THERE are still some who are unwilling to forgive David Millar his indiscretions as a drug cheat and those who are unable to forget. A decade on and that sizeable blemish will forever be on his record.
But, having dealt with that in depth in the build-up to Delhi four years ago when Commonwealth Games Scotland chose to accept that he had done the crime but served his time, he is now aware of how much of a salvation the Commonwealth Games can be for athletes who are in danger of forgetting what drove them into sport in the first place – the romance and the joy long since engulfed by the unrelenting quest for greatness and targets.
The 37-year-old considers the multi-sports event as the antithesis of professional cycling. “I think the world’s a pretty cynical place and professional sport can be as well. This is fortunately a pretty cynicism-free environment. I think it has a lot to do with diverse group of people. You’re competing with people who have full-time jobs, for whom this really is a once-in-a-lifetime experience. That’s very… I don’t like the word humbling but it brings you back down to earth and reminds you of how lucky you are. Even if you’re a cynical pro cyclist it’s everybody’s dream.

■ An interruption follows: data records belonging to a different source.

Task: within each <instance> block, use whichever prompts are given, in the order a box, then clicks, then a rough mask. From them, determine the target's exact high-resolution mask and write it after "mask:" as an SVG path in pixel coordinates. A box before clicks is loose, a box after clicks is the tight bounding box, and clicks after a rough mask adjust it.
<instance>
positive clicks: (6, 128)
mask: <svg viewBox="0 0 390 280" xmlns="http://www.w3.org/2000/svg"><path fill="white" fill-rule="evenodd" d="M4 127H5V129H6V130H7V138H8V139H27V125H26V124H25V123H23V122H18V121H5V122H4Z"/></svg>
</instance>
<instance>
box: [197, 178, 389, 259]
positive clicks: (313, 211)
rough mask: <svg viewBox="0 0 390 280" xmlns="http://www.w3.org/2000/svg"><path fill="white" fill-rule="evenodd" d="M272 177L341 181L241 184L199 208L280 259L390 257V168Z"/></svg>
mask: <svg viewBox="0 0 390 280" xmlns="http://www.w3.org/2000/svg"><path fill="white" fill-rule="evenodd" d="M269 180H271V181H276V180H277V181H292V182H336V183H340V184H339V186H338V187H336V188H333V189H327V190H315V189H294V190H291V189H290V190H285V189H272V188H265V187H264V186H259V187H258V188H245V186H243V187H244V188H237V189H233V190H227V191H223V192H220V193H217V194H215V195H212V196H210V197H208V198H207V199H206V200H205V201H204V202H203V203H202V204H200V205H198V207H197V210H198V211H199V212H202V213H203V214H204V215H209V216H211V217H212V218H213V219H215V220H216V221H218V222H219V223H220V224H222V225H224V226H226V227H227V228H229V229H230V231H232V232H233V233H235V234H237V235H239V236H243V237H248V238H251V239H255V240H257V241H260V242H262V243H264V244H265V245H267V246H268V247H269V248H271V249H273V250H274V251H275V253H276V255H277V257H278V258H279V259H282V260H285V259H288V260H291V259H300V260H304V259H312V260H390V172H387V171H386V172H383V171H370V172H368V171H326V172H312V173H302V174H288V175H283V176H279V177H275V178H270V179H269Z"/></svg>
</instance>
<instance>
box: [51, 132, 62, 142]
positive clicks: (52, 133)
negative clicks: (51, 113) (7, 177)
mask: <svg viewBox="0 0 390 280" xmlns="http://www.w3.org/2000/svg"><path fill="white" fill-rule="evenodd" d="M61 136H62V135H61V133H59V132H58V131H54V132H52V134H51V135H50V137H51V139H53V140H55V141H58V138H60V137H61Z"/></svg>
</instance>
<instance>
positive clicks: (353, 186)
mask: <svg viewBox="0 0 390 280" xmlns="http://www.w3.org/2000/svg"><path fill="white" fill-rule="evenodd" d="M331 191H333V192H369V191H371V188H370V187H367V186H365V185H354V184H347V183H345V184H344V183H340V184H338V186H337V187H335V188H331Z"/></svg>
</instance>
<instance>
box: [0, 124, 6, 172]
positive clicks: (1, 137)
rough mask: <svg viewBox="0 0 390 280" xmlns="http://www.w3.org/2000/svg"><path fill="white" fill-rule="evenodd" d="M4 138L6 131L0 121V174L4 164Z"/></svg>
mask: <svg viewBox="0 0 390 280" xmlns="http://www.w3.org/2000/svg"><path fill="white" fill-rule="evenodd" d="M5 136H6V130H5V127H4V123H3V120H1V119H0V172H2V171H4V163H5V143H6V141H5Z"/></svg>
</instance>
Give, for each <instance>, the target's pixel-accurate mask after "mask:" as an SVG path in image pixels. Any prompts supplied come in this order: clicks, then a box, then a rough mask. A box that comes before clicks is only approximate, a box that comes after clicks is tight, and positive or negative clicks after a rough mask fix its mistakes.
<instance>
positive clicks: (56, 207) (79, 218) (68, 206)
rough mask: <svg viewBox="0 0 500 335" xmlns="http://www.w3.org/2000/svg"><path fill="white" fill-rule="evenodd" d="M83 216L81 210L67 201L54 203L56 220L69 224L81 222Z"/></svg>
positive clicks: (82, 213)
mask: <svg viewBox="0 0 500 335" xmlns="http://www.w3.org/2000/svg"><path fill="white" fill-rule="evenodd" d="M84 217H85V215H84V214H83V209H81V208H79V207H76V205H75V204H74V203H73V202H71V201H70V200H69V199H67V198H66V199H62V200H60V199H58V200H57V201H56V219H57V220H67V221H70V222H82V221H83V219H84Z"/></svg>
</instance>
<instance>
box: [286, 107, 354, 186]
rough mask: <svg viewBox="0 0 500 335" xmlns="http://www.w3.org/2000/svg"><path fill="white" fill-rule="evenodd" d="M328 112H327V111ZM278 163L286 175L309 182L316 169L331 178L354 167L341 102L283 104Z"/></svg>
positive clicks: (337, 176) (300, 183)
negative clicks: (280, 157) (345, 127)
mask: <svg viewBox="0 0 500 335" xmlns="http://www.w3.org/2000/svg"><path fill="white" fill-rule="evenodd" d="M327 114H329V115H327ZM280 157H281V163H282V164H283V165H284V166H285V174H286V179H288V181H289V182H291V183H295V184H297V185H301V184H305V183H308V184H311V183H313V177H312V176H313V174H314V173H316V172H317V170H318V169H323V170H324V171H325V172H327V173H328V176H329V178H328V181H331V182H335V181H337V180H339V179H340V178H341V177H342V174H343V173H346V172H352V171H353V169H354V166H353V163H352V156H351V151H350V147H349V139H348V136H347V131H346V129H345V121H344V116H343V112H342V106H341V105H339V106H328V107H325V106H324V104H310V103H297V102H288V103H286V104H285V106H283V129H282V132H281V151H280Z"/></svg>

It was my dream when I was younger.”
Millar chose to miss out in Kuala Lumpur, the romance of the Games overshadowed by his desire at that stage to make his mark in pro cycling and, when he was selected four years ago, he admits that he had to work hard to earn the acceptance and the friendship of the rest of the Scottish cyclists.
But he discovered it was worth the effort. “It meant a lot [when they accepted me] but I felt like I had to earn that sort of acceptance. I think it helped that I empathised with how they would feel when I arrived so I certainly made an effort to make them feel more comfortable and show them I deserved my place and then, to be honest, we raced so well as a team in the road race. They raced fantastically so off the bike and on the bike we became a really strong team. I had a great time.

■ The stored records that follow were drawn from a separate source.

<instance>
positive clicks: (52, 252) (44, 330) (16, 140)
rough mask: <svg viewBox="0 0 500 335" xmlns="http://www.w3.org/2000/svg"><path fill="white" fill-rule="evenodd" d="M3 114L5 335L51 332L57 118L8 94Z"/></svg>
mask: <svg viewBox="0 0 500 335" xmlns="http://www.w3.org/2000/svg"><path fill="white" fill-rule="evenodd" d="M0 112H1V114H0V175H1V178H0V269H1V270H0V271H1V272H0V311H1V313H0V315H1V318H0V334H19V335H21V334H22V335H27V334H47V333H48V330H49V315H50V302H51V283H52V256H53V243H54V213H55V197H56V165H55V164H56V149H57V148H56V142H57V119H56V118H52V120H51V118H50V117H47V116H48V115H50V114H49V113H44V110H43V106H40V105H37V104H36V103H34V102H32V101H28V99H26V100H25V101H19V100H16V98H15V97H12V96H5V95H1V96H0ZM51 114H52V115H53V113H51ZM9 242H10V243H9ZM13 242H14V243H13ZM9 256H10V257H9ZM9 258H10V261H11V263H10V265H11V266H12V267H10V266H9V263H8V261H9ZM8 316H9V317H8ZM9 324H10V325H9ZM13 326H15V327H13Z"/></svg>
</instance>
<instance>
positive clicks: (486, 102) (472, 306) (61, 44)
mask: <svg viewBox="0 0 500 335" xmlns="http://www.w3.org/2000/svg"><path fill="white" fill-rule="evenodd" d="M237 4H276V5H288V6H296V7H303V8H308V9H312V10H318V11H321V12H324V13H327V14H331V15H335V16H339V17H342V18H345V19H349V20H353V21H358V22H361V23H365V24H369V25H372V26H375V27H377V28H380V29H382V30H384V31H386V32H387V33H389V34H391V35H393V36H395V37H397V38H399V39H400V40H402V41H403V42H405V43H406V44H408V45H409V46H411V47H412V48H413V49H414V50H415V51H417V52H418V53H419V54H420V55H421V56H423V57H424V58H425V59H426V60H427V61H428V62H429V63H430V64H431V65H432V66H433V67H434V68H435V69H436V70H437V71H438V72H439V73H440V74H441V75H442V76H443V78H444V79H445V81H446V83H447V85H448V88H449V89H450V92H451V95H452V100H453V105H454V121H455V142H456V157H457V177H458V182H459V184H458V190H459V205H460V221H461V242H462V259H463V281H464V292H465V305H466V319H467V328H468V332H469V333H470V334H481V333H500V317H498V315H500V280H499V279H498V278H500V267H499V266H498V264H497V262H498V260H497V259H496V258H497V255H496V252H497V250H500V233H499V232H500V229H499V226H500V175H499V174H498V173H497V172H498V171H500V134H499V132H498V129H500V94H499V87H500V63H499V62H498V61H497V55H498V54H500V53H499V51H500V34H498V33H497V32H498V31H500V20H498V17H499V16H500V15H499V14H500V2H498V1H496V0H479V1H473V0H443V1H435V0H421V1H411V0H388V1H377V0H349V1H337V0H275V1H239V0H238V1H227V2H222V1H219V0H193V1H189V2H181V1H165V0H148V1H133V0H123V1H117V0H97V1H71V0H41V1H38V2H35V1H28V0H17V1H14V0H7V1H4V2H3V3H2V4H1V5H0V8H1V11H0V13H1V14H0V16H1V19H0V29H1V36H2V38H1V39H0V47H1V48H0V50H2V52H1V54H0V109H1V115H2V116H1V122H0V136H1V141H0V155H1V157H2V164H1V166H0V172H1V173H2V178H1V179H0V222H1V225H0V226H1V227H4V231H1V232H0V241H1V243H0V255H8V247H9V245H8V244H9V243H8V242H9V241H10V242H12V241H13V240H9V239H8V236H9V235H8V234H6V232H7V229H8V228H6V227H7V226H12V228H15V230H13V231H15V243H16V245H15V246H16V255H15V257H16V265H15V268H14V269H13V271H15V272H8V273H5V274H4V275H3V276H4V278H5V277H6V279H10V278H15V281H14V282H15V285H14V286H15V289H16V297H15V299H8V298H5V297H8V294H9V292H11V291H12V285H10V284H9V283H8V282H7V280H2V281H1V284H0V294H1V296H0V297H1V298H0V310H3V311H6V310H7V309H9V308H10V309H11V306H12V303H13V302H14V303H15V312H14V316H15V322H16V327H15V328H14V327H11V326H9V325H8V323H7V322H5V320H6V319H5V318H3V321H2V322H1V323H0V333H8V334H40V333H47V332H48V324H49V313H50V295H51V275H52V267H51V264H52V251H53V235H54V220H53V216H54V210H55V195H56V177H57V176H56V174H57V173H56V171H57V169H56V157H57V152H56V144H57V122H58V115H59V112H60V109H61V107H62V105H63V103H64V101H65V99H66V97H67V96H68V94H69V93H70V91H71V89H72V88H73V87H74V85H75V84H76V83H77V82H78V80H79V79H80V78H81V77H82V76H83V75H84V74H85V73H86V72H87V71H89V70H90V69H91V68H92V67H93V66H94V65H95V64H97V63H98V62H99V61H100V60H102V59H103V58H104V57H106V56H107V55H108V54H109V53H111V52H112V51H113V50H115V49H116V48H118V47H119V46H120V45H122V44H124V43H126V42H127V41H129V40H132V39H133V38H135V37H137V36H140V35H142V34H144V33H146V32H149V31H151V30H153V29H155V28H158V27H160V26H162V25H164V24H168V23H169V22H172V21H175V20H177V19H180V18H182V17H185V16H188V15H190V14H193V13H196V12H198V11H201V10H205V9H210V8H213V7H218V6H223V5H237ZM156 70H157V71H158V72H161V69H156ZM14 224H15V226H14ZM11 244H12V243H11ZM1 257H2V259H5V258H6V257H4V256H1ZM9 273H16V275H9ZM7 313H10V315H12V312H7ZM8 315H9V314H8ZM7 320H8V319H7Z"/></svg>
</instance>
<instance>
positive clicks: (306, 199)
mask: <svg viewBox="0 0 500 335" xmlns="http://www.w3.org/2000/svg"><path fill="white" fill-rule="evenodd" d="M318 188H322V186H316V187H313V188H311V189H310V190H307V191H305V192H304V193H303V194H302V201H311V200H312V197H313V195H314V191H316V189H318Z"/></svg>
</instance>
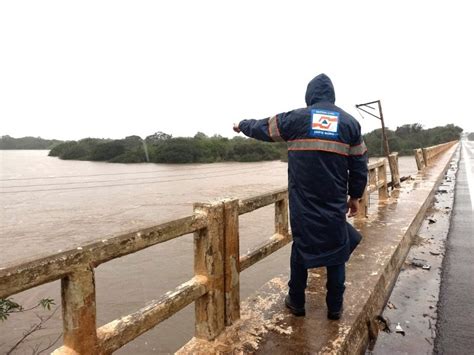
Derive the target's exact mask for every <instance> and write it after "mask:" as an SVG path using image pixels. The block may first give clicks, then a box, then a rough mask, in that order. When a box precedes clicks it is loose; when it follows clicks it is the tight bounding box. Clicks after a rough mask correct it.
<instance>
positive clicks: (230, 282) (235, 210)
mask: <svg viewBox="0 0 474 355" xmlns="http://www.w3.org/2000/svg"><path fill="white" fill-rule="evenodd" d="M224 220H225V222H224V274H225V281H224V290H225V324H226V325H227V326H229V325H232V324H233V323H234V322H235V321H236V320H238V319H240V247H239V200H226V201H225V202H224Z"/></svg>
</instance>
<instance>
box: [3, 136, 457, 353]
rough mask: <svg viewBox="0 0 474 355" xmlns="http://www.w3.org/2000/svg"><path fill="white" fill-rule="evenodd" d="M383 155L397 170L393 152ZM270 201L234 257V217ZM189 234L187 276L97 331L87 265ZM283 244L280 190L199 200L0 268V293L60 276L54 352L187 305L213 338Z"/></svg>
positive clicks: (375, 189) (135, 332) (384, 179)
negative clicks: (216, 201) (270, 233)
mask: <svg viewBox="0 0 474 355" xmlns="http://www.w3.org/2000/svg"><path fill="white" fill-rule="evenodd" d="M450 144H451V143H450ZM450 146H452V144H451V145H450ZM450 146H449V147H450ZM445 147H446V146H445ZM446 149H447V148H444V149H443V150H446ZM440 151H441V150H440V148H439V147H438V146H436V147H433V149H432V150H431V149H430V150H427V152H428V153H427V155H426V157H427V159H428V160H429V159H432V158H433V157H434V156H435V155H437V154H439V152H440ZM390 159H393V161H391V163H392V164H394V165H396V167H397V169H396V171H397V175H398V156H397V153H394V154H391V155H390ZM386 166H387V160H386V159H380V160H378V161H376V162H374V163H371V164H370V165H369V179H368V184H367V188H366V191H365V193H364V197H363V198H362V202H361V211H360V212H359V215H358V217H366V215H367V202H368V196H369V195H370V194H371V193H373V192H376V191H378V195H379V201H383V200H386V199H387V198H388V183H387V168H386ZM392 181H399V177H398V176H394V177H392ZM273 204H274V205H275V227H274V233H273V235H272V236H271V237H270V238H269V239H268V240H267V241H266V242H264V243H263V245H261V246H259V247H257V248H255V249H253V250H251V251H250V252H248V253H247V254H245V255H240V247H239V244H240V242H239V216H240V215H242V214H245V213H249V212H252V211H255V210H257V209H259V208H262V207H265V206H268V205H273ZM189 233H194V274H195V275H194V277H193V278H192V279H191V280H189V281H187V282H185V283H183V284H181V285H180V286H178V287H177V288H175V289H174V290H173V291H170V292H167V293H166V294H164V295H163V296H162V297H161V298H159V299H158V300H155V301H153V302H152V303H151V304H149V305H148V306H146V307H144V308H141V309H139V310H138V311H136V312H134V313H132V314H129V315H127V316H124V317H121V318H119V319H116V320H114V321H112V322H109V323H107V324H105V325H103V326H100V327H99V328H97V325H96V301H95V278H94V269H95V268H96V267H97V266H98V265H100V264H102V263H105V262H108V261H110V260H112V259H115V258H119V257H122V256H124V255H127V254H131V253H135V252H138V251H140V250H143V249H146V248H148V247H150V246H153V245H156V244H159V243H163V242H166V241H168V240H171V239H174V238H178V237H180V236H183V235H186V234H189ZM290 241H291V234H290V230H289V223H288V190H287V189H286V188H284V189H280V190H277V191H273V192H269V193H265V194H261V195H258V196H255V197H252V198H248V199H245V200H238V199H226V200H222V201H218V202H214V203H208V204H206V203H204V204H203V203H198V204H195V205H194V213H193V215H191V216H187V217H184V218H181V219H177V220H174V221H171V222H167V223H163V224H160V225H158V226H155V227H152V228H146V229H141V230H139V231H136V232H133V233H127V234H124V235H120V236H117V237H113V238H109V239H104V240H102V241H99V242H94V243H90V244H87V245H84V246H82V247H79V248H76V249H71V250H68V251H65V252H62V253H58V254H54V255H51V256H48V257H45V258H40V259H37V260H33V261H30V262H27V263H22V264H19V265H15V266H12V267H9V268H6V269H3V270H0V298H6V297H8V296H10V295H13V294H16V293H18V292H21V291H25V290H28V289H31V288H34V287H36V286H39V285H42V284H45V283H48V282H52V281H55V280H58V279H61V297H62V317H63V337H64V345H63V346H62V347H60V348H58V349H56V351H55V352H54V353H55V354H71V353H74V354H110V353H112V352H114V351H115V350H117V349H119V348H120V347H122V346H123V345H125V344H126V343H128V342H130V341H132V340H133V339H135V338H136V337H138V336H139V335H141V334H143V333H144V332H146V331H147V330H149V329H151V328H153V327H155V326H156V325H157V324H159V323H160V322H162V321H164V320H165V319H167V318H169V317H170V316H172V315H173V314H175V313H176V312H178V311H179V310H181V309H182V308H184V307H185V306H187V305H189V304H191V303H193V302H194V303H195V315H196V316H195V317H196V319H195V336H196V337H198V338H203V339H207V340H212V339H214V338H216V337H217V336H218V335H219V334H220V333H221V332H222V331H223V330H224V329H225V327H226V326H229V325H231V324H233V323H234V322H235V321H236V320H238V319H239V318H240V281H239V280H240V272H242V271H243V270H245V269H247V268H249V267H251V266H252V265H254V264H255V263H257V262H258V261H260V260H262V259H264V258H265V257H267V256H268V255H270V254H272V253H274V252H275V251H277V250H278V249H280V248H282V247H283V246H285V245H286V244H288V243H289V242H290Z"/></svg>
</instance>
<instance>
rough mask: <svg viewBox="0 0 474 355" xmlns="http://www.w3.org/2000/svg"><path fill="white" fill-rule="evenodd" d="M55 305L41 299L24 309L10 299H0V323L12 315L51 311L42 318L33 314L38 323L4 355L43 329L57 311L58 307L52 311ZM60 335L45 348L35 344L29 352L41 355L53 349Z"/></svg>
mask: <svg viewBox="0 0 474 355" xmlns="http://www.w3.org/2000/svg"><path fill="white" fill-rule="evenodd" d="M55 305H56V303H55V302H54V299H52V298H42V299H41V300H39V301H38V303H37V304H36V305H34V306H32V307H30V308H24V307H23V306H22V305H20V304H19V303H16V302H15V301H14V300H13V299H12V298H0V321H1V322H5V321H7V320H8V318H9V317H10V316H11V315H12V314H14V313H25V312H30V311H33V310H35V309H42V310H45V311H51V310H52V312H51V313H50V314H49V315H47V316H42V315H39V314H35V315H36V317H37V318H38V321H37V322H35V323H34V324H32V325H31V326H30V328H29V329H28V330H27V331H25V332H24V333H23V335H22V336H21V337H20V338H19V339H18V340H17V341H16V342H15V344H14V345H13V346H12V347H11V348H10V349H9V350H7V352H6V354H7V355H9V354H12V353H13V352H14V351H15V350H18V349H19V348H20V346H21V345H22V344H24V343H25V341H26V340H27V339H28V338H29V337H30V336H31V335H32V334H34V333H35V332H37V331H39V330H41V329H45V324H46V322H47V321H49V320H50V319H51V318H52V317H53V316H54V314H55V313H56V311H57V310H58V307H55V308H54V309H52V306H55ZM61 336H62V334H60V335H59V336H58V337H57V338H56V339H55V340H54V341H49V343H48V344H47V345H46V346H43V347H42V348H41V346H42V345H43V344H41V343H39V344H36V345H35V346H34V347H31V352H32V354H41V353H43V352H45V351H46V350H48V349H50V348H51V347H53V345H54V344H56V343H57V342H58V340H59V339H60V338H61Z"/></svg>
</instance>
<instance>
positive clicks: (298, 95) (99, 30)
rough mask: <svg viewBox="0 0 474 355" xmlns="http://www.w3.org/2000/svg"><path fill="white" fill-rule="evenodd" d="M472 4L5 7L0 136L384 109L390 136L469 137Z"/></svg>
mask: <svg viewBox="0 0 474 355" xmlns="http://www.w3.org/2000/svg"><path fill="white" fill-rule="evenodd" d="M469 3H470V2H469V1H449V2H448V1H443V2H441V1H396V2H395V1H391V2H388V1H296V0H292V1H275V0H273V1H255V0H253V1H234V2H229V1H222V0H221V1H202V0H200V1H117V0H114V1H98V0H94V1H85V0H81V1H64V0H61V1H20V0H15V1H1V2H0V121H1V124H0V135H4V134H9V135H11V136H14V137H20V136H26V135H31V136H41V137H45V138H58V139H79V138H84V137H109V138H122V137H125V136H128V135H132V134H137V135H140V136H142V137H144V136H146V135H149V134H152V133H154V132H156V131H164V132H166V133H169V134H172V135H173V136H192V135H194V134H195V133H196V132H197V131H201V132H204V133H206V134H208V135H212V134H216V133H217V134H221V135H224V136H229V137H231V136H233V135H234V134H233V132H232V123H233V122H238V121H240V120H241V119H246V118H264V117H268V116H271V115H273V114H275V113H279V112H283V111H288V110H291V109H295V108H299V107H303V106H305V103H304V93H305V90H306V85H307V83H308V81H309V80H311V79H312V78H313V77H314V76H315V75H317V74H319V73H321V72H324V73H326V74H327V75H329V76H330V77H331V79H332V80H333V83H334V86H335V89H336V104H337V105H339V106H341V107H342V108H344V109H345V110H346V111H348V112H350V113H352V114H353V115H354V116H355V117H356V118H357V119H358V120H359V121H360V123H361V125H362V128H363V131H364V132H368V131H370V130H372V129H375V128H378V127H379V124H380V123H379V121H378V120H377V119H375V118H371V117H367V118H365V119H361V118H360V116H359V115H358V113H357V111H356V109H355V108H354V105H355V104H357V103H362V102H367V101H373V100H377V99H381V100H382V105H383V111H384V116H385V119H386V124H387V125H388V126H389V127H390V128H396V127H397V126H400V125H402V124H406V123H415V122H418V123H421V124H423V125H424V126H425V127H433V126H436V125H445V124H447V123H454V124H456V125H459V126H461V127H462V128H464V129H465V130H467V131H474V119H473V117H472V104H471V103H472V101H473V95H474V90H473V89H472V87H473V85H474V69H473V66H474V54H473V50H472V47H473V45H472V43H473V40H472V36H473V33H474V21H473V20H472V11H471V6H472V5H470V4H469Z"/></svg>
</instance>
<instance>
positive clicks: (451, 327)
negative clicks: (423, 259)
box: [435, 141, 474, 354]
mask: <svg viewBox="0 0 474 355" xmlns="http://www.w3.org/2000/svg"><path fill="white" fill-rule="evenodd" d="M473 167H474V142H473V141H471V142H468V141H463V147H462V148H461V161H460V164H459V170H458V175H457V183H456V189H455V200H454V208H453V214H452V220H451V228H450V231H449V234H448V240H447V245H446V256H445V259H444V267H443V273H442V282H441V293H440V301H439V309H438V329H437V337H436V340H435V353H438V354H473V353H474V211H473V210H474V208H473V205H474V201H473V194H474V191H473V189H474V179H473V176H474V170H473Z"/></svg>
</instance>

“That was very refreshing for me when I did it in Delhi in 2010. It reminded me a lot of everything and got me back to the roots of why I did it. I think for any pro athlete I’d recommend 100 per cent to come to Commonwealth Games because it does remind you of why you began and what you’re doing it all for, rather than Twitter, and the cynical, pissed-off [version of life].”

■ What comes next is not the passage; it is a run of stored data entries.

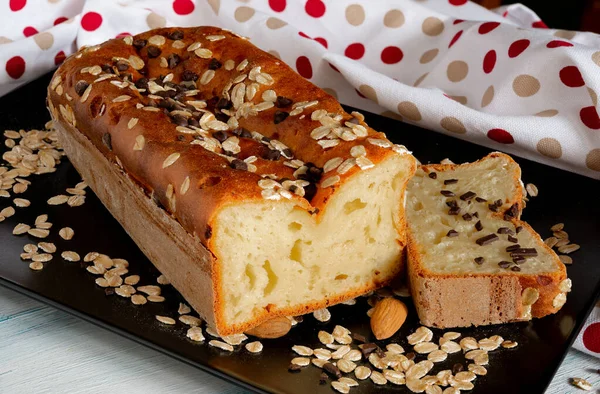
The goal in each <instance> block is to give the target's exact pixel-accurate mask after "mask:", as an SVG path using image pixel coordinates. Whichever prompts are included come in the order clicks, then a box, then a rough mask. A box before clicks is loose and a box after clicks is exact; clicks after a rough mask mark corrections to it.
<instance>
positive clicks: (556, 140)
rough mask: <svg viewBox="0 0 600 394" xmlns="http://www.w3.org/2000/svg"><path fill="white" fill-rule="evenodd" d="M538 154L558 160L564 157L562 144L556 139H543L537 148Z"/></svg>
mask: <svg viewBox="0 0 600 394" xmlns="http://www.w3.org/2000/svg"><path fill="white" fill-rule="evenodd" d="M536 148H537V150H538V152H540V153H541V154H542V155H544V156H546V157H549V158H551V159H558V158H560V157H561V156H562V147H561V146H560V142H558V141H557V140H556V139H554V138H542V139H541V140H539V141H538V143H537V146H536Z"/></svg>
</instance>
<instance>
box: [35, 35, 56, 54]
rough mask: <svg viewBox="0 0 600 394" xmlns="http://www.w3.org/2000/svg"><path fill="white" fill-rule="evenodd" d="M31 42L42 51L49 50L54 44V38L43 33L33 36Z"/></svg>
mask: <svg viewBox="0 0 600 394" xmlns="http://www.w3.org/2000/svg"><path fill="white" fill-rule="evenodd" d="M33 41H35V43H36V44H37V46H38V47H40V49H42V50H46V49H50V48H51V47H52V44H54V36H53V35H52V34H51V33H48V32H43V33H39V34H36V35H35V36H33Z"/></svg>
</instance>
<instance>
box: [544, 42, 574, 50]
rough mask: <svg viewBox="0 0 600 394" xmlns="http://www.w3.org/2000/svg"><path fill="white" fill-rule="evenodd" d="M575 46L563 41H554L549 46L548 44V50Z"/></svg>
mask: <svg viewBox="0 0 600 394" xmlns="http://www.w3.org/2000/svg"><path fill="white" fill-rule="evenodd" d="M572 46H573V44H571V43H570V42H567V41H562V40H552V41H550V42H549V43H548V44H546V47H547V48H558V47H572Z"/></svg>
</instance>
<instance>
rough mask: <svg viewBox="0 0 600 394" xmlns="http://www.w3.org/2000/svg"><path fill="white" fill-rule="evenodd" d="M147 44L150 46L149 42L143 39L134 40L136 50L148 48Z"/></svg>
mask: <svg viewBox="0 0 600 394" xmlns="http://www.w3.org/2000/svg"><path fill="white" fill-rule="evenodd" d="M146 44H148V41H146V40H142V39H141V38H138V39H137V40H133V46H134V47H135V48H136V49H142V48H143V47H145V46H146Z"/></svg>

A gold medallist in the individual time trial in India, Millar failed to defend that title on Thursday but he is hopeful of replicating or bettering the road race bronze he also won four years ago. His pride in his Commonwealth achievements is obvious to anyone who visits his home, his medals on display for all to see.
Almost sheepishly, he admits that showing off has always been part of it, which is why he loves the crowd involvement as they line the streets cheering on riders in the road race. He says that, unlike in the time trial, he will enjoy that aspect of today’s event, soaking up the atmosphere and feeding off the noise of the crowd.
“When I was kid at BMX test ramps I would only do it if people were around. There was no point risking it if no one was going to watch you crash,” he says. “It’s a bit like that still, I think. In the time trial you are so zoned out, you are in your own space if you like. It doesn’t matter what crowds are there, if you are on a good day you will see and hear nothing.
“But the road race is different, I have always loved it because I have always tapped into the emotional side of things because there are so many variables and you hear things, you see things. You have got to be so aware. In a time trial you zone out into your own space, in a road race to be the best you have got to be totally outside your own space seeing everything that’s going on. I thrive in that environment.”
Since he missed out on his anticipated ride at the Tour de France, this is the one Millar, in his final year as a pro cyclist, has been training for. Going out with another medal, having raced in front of a home crowd on such a big stage, zipping past landmarks that form the backdrop to some of his earliest childhood memories and in a city that means so much to his family and to him, is something that would mean the world to him.
“I think it will be an anarchic race here because it has to be. The course is complicated and the teams are not necessarily strong enough to control it so I think the race is going to go from the gun. I think you’ll see the cream rising to the top pretty quickly, then it will turn into a war of attrition and then tactical towards the end. It’s going to be really hard, that’s for sure, and demanding. But I think we have a really good team. I was speaking to Grant [Ferguson] after he came fifth in the mountain bike race, which was pretty amazing, and he is all in for helping us. We will come up with a plan – I will come up with a plan – and I think we have the guys to execute it.
“This is about heart and soul but, fortunately, I can also use all my professional weaponry. It’s a challenge not to over think it, though, and get too stressed about it. It could easily override what we’ve come to do. Unfortunately I won’t get to appreciate it until it’s over… otherwise I’ll screw up the race.”